Fortunately, innovation in analytical methods and instruments has produced tools and protocols that meet the requirements of forensic labs to characterize the latest NPS products. The most important tools for these analyses are hyphenated chromatography–mass spectrometry instruments, especially those with high performance mass spectrometers. 

Gas chromatography with mass spectrometry (GC/MS) is one of the main techniques for researching seized NPS (tablets, powders, seals, herbs, etc.) and their metabolites in blood, urine, hair, saliva, and other samples. GC/MS is a robust lab method that is used to analyze the volatile components of the samples. A key driver to the separation is difference of boiling point of the analytes. Many different sample preparation protocols can help extract and amplify the analytes of interest from a variety of complex samples and increase method sensitivity. Some of the key sample preparation protocols include liquid-liquid extraction (LLE) or deproteination, solid phase extraction (SPE), solid phase microextraction (SPME), or liquid-liquid microextraction (DLLME). 
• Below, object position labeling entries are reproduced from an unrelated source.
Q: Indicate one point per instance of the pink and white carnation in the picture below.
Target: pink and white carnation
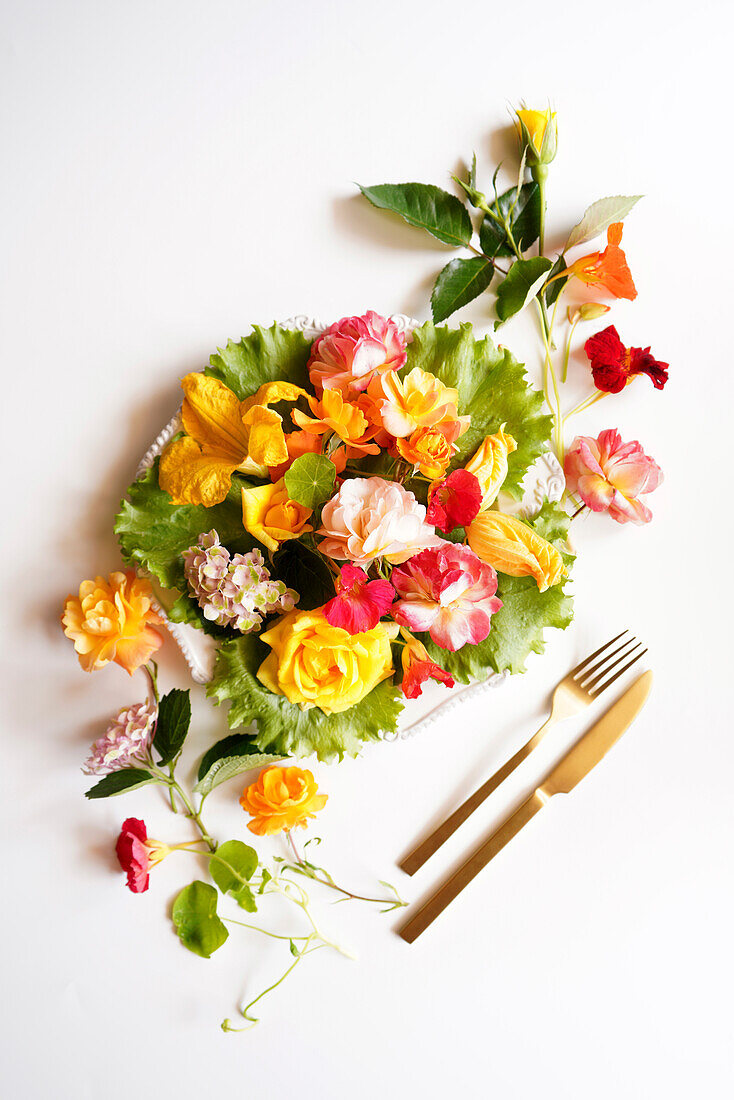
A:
(610, 475)
(127, 741)
(449, 592)
(371, 518)
(353, 350)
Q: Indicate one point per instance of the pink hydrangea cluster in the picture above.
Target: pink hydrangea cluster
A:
(234, 591)
(126, 743)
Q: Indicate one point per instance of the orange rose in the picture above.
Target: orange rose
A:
(112, 620)
(281, 799)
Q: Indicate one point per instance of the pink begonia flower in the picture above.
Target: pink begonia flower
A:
(359, 604)
(610, 475)
(353, 350)
(449, 592)
(370, 518)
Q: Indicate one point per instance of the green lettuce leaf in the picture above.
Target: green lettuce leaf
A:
(282, 727)
(492, 388)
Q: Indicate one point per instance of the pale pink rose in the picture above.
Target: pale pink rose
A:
(369, 518)
(353, 351)
(449, 592)
(610, 475)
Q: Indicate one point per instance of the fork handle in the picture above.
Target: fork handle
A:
(417, 857)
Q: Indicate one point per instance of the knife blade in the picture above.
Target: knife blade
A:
(562, 778)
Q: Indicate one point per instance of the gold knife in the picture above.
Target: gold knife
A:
(578, 762)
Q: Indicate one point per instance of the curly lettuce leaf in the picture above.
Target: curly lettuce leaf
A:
(282, 728)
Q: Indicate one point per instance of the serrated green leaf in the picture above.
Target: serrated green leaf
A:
(426, 207)
(119, 782)
(519, 286)
(228, 758)
(285, 729)
(460, 282)
(231, 867)
(172, 725)
(195, 919)
(273, 354)
(599, 217)
(492, 386)
(310, 480)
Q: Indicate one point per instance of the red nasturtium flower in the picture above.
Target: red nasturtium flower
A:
(453, 502)
(613, 365)
(607, 268)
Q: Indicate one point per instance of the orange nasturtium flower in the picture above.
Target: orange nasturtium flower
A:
(112, 620)
(607, 268)
(281, 799)
(222, 435)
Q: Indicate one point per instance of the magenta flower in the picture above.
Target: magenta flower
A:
(355, 349)
(359, 604)
(610, 475)
(449, 592)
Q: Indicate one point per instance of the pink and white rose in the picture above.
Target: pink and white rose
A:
(371, 518)
(610, 475)
(353, 351)
(449, 592)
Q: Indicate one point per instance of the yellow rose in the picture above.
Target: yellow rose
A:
(314, 663)
(271, 516)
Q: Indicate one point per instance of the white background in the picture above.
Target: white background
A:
(175, 171)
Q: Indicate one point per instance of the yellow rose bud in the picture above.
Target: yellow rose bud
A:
(489, 464)
(512, 547)
(271, 516)
(314, 663)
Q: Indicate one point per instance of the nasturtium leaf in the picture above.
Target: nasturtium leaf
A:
(195, 919)
(282, 727)
(153, 532)
(231, 867)
(274, 354)
(519, 286)
(599, 217)
(119, 782)
(310, 480)
(229, 757)
(460, 282)
(425, 206)
(492, 388)
(172, 725)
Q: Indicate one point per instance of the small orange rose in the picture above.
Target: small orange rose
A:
(281, 799)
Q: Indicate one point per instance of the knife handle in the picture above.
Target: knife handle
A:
(470, 869)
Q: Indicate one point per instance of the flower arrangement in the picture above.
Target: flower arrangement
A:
(338, 515)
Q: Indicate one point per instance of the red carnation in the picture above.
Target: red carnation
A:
(455, 501)
(613, 365)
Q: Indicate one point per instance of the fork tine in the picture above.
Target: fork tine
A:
(616, 675)
(604, 661)
(595, 653)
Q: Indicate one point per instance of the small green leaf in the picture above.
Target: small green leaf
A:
(424, 206)
(599, 217)
(519, 286)
(196, 921)
(172, 726)
(460, 282)
(310, 479)
(231, 866)
(118, 782)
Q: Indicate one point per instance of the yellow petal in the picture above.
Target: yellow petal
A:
(193, 476)
(512, 547)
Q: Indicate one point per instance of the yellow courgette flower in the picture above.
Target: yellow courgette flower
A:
(512, 547)
(222, 435)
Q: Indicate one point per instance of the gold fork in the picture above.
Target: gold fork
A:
(577, 690)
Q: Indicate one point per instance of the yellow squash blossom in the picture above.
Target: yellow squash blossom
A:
(271, 516)
(314, 663)
(512, 547)
(222, 435)
(489, 464)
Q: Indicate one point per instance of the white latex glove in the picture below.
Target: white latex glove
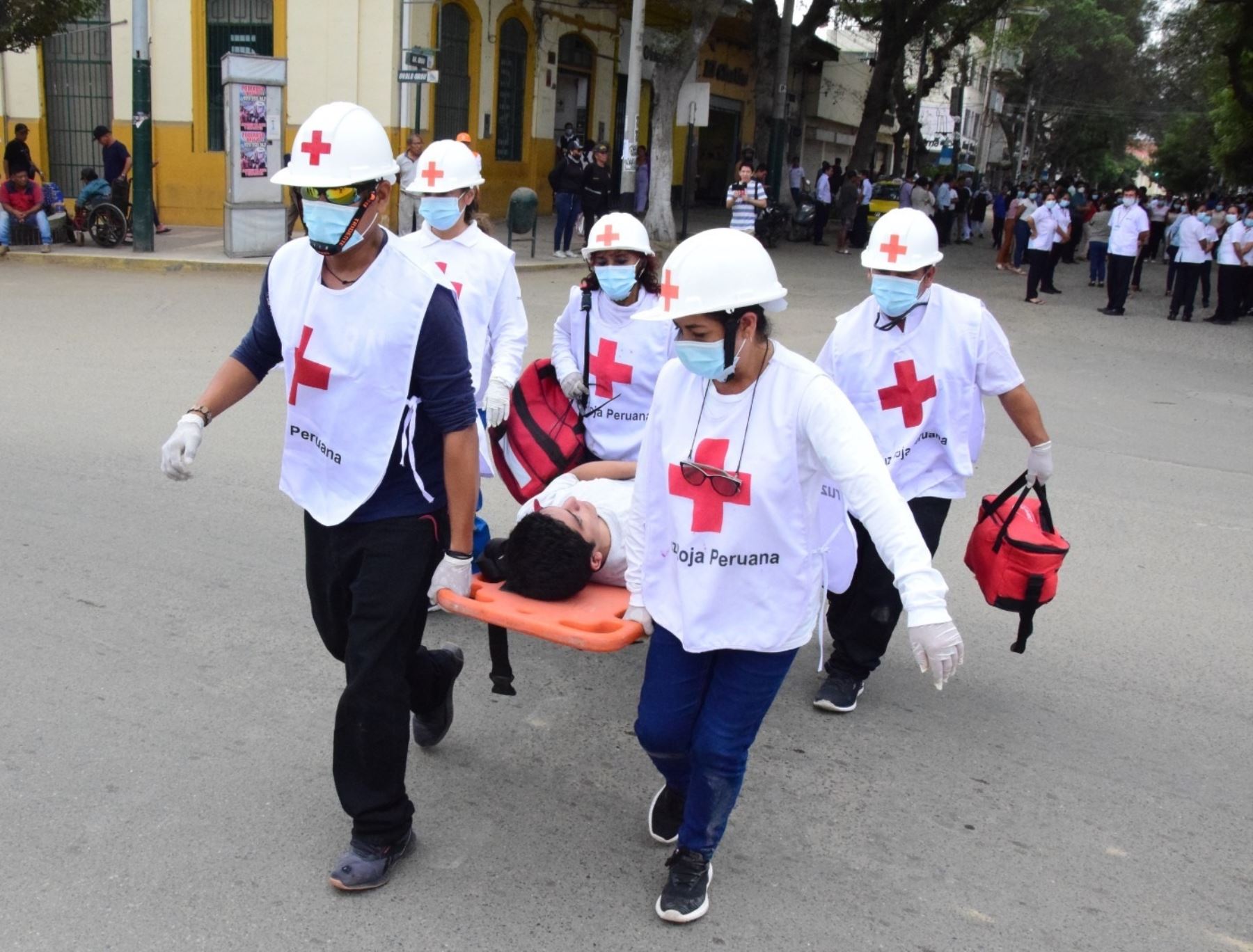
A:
(498, 401)
(178, 454)
(451, 573)
(636, 612)
(938, 649)
(573, 386)
(1039, 463)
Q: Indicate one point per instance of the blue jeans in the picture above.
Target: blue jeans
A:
(8, 221)
(1096, 260)
(698, 715)
(1021, 236)
(567, 207)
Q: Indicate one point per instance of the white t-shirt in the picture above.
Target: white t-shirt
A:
(1192, 233)
(1126, 225)
(743, 216)
(612, 499)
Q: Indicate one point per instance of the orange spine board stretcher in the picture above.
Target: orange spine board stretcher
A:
(589, 621)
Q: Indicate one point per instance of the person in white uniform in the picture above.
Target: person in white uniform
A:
(624, 355)
(572, 532)
(482, 273)
(380, 451)
(723, 551)
(916, 358)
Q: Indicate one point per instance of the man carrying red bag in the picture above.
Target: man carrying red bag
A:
(916, 360)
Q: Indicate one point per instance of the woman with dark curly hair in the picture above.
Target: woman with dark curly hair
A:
(607, 363)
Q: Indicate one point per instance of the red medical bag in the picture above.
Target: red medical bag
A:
(1015, 554)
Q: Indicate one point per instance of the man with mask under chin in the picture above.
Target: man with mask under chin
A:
(380, 538)
(916, 360)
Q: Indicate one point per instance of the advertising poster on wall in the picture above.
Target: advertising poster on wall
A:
(252, 132)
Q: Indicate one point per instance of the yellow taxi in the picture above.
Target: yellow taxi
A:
(885, 197)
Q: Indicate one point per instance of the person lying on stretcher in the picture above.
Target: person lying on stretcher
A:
(572, 532)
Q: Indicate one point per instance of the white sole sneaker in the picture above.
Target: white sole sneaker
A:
(648, 820)
(678, 917)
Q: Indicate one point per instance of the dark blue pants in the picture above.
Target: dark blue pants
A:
(1021, 236)
(1096, 260)
(567, 207)
(698, 715)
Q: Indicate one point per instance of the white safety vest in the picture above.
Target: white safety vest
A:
(742, 571)
(626, 355)
(349, 361)
(917, 391)
(482, 273)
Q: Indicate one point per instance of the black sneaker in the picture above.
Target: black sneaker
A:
(429, 729)
(686, 896)
(368, 867)
(839, 693)
(665, 814)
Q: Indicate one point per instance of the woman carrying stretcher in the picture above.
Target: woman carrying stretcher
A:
(723, 551)
(624, 356)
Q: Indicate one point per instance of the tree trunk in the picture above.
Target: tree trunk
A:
(681, 51)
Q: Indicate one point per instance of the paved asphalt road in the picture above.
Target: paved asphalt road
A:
(166, 727)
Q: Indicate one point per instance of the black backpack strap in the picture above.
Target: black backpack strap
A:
(501, 672)
(1027, 615)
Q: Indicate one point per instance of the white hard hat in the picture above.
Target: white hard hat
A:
(445, 164)
(338, 144)
(717, 271)
(902, 239)
(617, 230)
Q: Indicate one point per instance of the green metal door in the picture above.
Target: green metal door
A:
(78, 95)
(233, 26)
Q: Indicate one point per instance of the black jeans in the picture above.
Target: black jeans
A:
(368, 588)
(862, 618)
(1037, 269)
(1187, 276)
(822, 213)
(1117, 285)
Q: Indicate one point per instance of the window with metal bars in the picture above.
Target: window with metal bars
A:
(452, 90)
(512, 90)
(232, 26)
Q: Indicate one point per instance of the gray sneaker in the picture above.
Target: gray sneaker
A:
(429, 729)
(368, 867)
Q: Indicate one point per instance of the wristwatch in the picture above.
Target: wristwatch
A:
(202, 411)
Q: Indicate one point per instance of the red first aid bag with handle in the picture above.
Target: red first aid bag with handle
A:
(1015, 554)
(543, 436)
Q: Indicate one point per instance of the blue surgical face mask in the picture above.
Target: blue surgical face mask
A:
(895, 296)
(707, 358)
(443, 212)
(615, 280)
(326, 225)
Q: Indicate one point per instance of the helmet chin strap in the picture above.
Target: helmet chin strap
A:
(330, 250)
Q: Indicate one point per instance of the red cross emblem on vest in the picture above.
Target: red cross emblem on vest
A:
(908, 394)
(606, 369)
(457, 285)
(307, 372)
(894, 248)
(430, 173)
(670, 291)
(706, 501)
(316, 148)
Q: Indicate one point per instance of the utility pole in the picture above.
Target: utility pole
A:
(631, 118)
(778, 123)
(142, 98)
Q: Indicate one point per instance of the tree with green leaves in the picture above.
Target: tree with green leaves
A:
(25, 23)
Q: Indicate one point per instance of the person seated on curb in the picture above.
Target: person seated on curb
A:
(572, 532)
(23, 203)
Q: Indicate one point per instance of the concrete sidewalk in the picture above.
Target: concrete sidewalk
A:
(196, 248)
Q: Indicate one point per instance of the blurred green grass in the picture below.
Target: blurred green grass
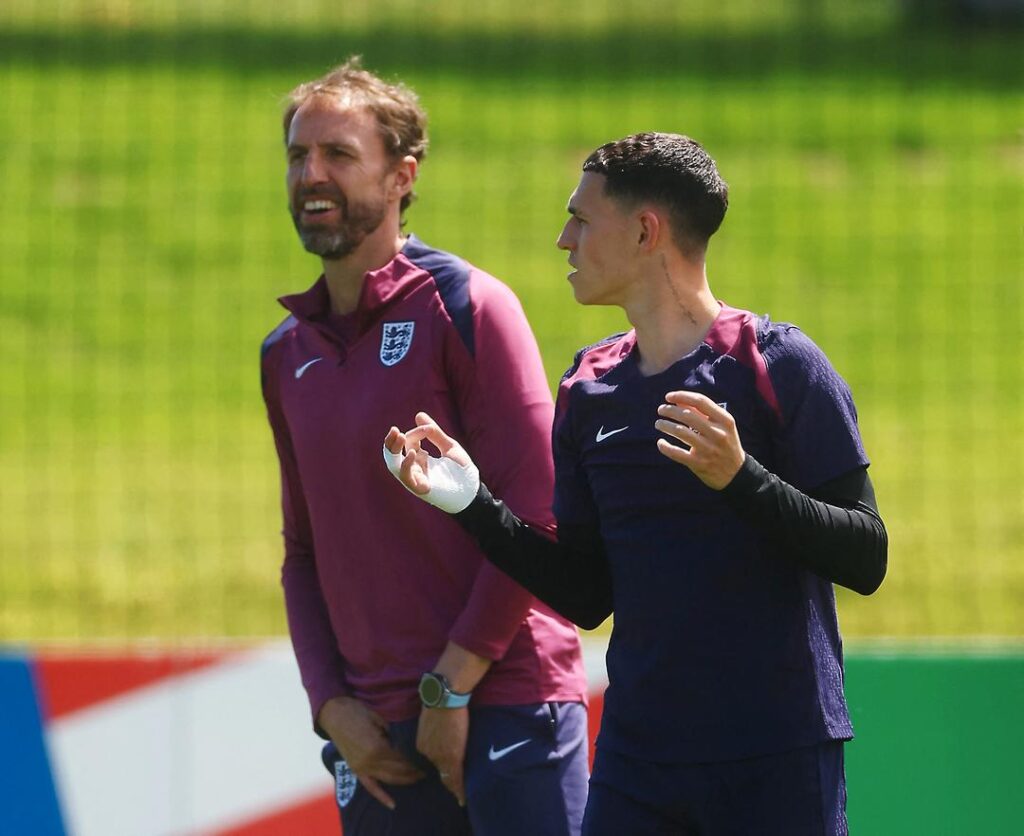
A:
(877, 176)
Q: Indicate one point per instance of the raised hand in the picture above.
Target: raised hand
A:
(714, 452)
(449, 483)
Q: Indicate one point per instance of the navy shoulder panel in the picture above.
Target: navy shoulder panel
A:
(452, 277)
(275, 335)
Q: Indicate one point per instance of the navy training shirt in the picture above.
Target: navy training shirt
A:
(722, 649)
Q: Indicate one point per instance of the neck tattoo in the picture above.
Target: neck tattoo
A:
(675, 292)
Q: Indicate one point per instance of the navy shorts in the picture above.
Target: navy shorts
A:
(525, 772)
(796, 793)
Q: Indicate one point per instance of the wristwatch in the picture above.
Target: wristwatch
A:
(436, 693)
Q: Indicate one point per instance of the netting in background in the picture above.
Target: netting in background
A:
(876, 159)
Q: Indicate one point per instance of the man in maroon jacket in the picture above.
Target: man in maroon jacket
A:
(453, 700)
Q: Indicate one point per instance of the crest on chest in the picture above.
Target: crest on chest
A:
(395, 341)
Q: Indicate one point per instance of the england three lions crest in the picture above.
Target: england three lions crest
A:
(395, 341)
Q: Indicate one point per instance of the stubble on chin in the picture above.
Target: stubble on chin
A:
(357, 222)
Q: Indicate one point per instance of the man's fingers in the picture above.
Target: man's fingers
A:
(683, 432)
(677, 454)
(413, 472)
(433, 433)
(394, 442)
(686, 415)
(454, 781)
(377, 791)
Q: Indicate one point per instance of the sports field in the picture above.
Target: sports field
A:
(877, 174)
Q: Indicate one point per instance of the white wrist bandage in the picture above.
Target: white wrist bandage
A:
(452, 486)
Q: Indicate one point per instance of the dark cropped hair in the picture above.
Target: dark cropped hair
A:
(400, 119)
(673, 171)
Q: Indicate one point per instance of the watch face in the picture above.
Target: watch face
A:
(431, 691)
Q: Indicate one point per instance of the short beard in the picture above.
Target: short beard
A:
(357, 221)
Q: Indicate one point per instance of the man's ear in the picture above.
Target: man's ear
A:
(651, 230)
(404, 176)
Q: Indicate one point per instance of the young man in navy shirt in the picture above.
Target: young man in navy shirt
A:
(453, 700)
(711, 486)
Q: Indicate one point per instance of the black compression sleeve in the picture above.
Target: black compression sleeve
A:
(838, 533)
(570, 576)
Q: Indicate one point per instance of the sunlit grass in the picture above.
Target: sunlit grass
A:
(143, 239)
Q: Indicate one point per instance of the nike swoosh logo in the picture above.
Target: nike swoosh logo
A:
(601, 434)
(500, 753)
(301, 370)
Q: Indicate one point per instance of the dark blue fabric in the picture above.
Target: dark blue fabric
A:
(452, 277)
(539, 787)
(721, 649)
(796, 793)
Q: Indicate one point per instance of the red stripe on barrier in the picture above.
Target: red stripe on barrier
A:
(318, 814)
(70, 681)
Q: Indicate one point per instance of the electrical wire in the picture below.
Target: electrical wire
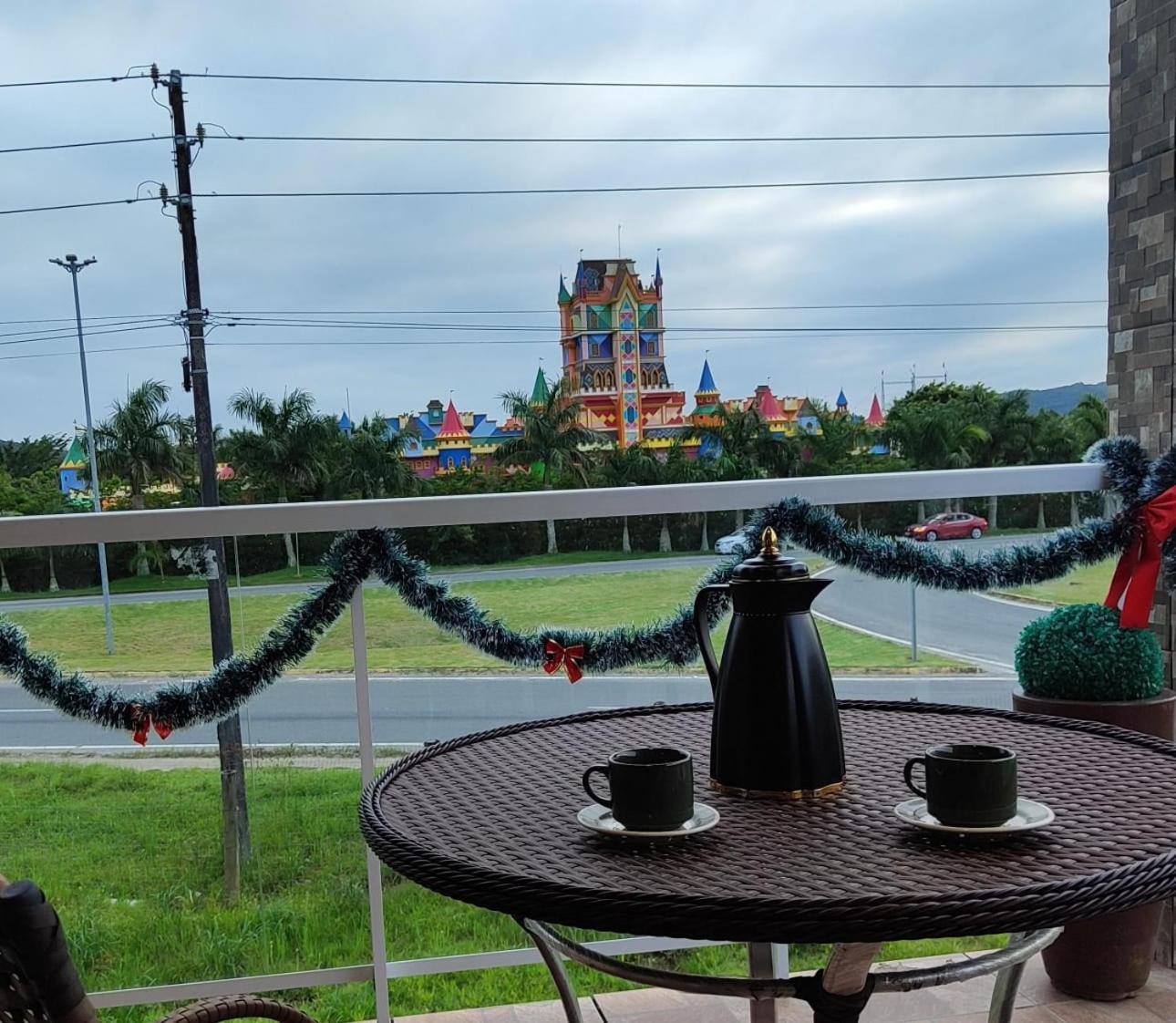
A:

Liquid chromatography (LC), either high performance liquid chromatography (HPLC) or ultrahigh performance liquid chromatography (UHPLC) is the method of choice for nonvolatile analytes contained in NPS formulations or samples. LC techniques are capable of analyzing NPS and its metabolites in blood, plasma, serum, urine, hair, and saliva samples. LC techniques can also be coupled with effective sample preparation protocols, like LLE, SPE, or DLLME, to increase method sensitivity. LC is a very robust and flexible technique, and its power is often increased by combination with fluorescence and/or mass spectrometry (LC/MS) detectors to increase sensitivity and specificity.

LC techniques are capable of analyzing NPS and its metabolites in blood, plasma, serum, urine, hair, and saliva samples.

High resolution mass spectrometry (HRMS) is often combined with GC and LC experiments. HRMS combines high mass resolution to clearly identify the compound in question with high mass accuracy, which allows the determination of precise ion masses obtained from NPS and its metabolites. The exact mass of the ions enables the elucidation of the most probable chemical structures of the NPS compounds. Further analysis by fragmenting ions in the mass spectrometer is available through MS/MS techniques. These instruments add structural information to the data available to scientists to identify and catalog NPS materials. Combining the exact mass and fragment data with a chemical understanding of NPS materials allows for clear assignment of the chemical structures of the new drugs, allowing NPS formulas and their metabolites to be added to databases to enable global sharing of data on new drugs. 

Most forensic labs have GC/MS, LC, and LC/MS instruments and methods available. As new methods are developed to address NPS, these tools can be used to address NPS concerns in those locations. These instruments are very reliable and can be used in both preliminary and definitive analyses.

Future outlook

The improvement of analytical screening methods such as LC/MS/MS, and definitive detection methods (GC/MS and LC-fluorescence), are fundamental to identify original NPS materials. The rapid introduction of new substances and their metabolites into available databases is essential for forensic toxicology to overcome the current challenges. These more effective tests will contribute to curbing NPS global distribution. To meet this goal, collaborations between laboratories, scientists, governments, and police forces are essential and will help find solutions to the problems generated by NPS.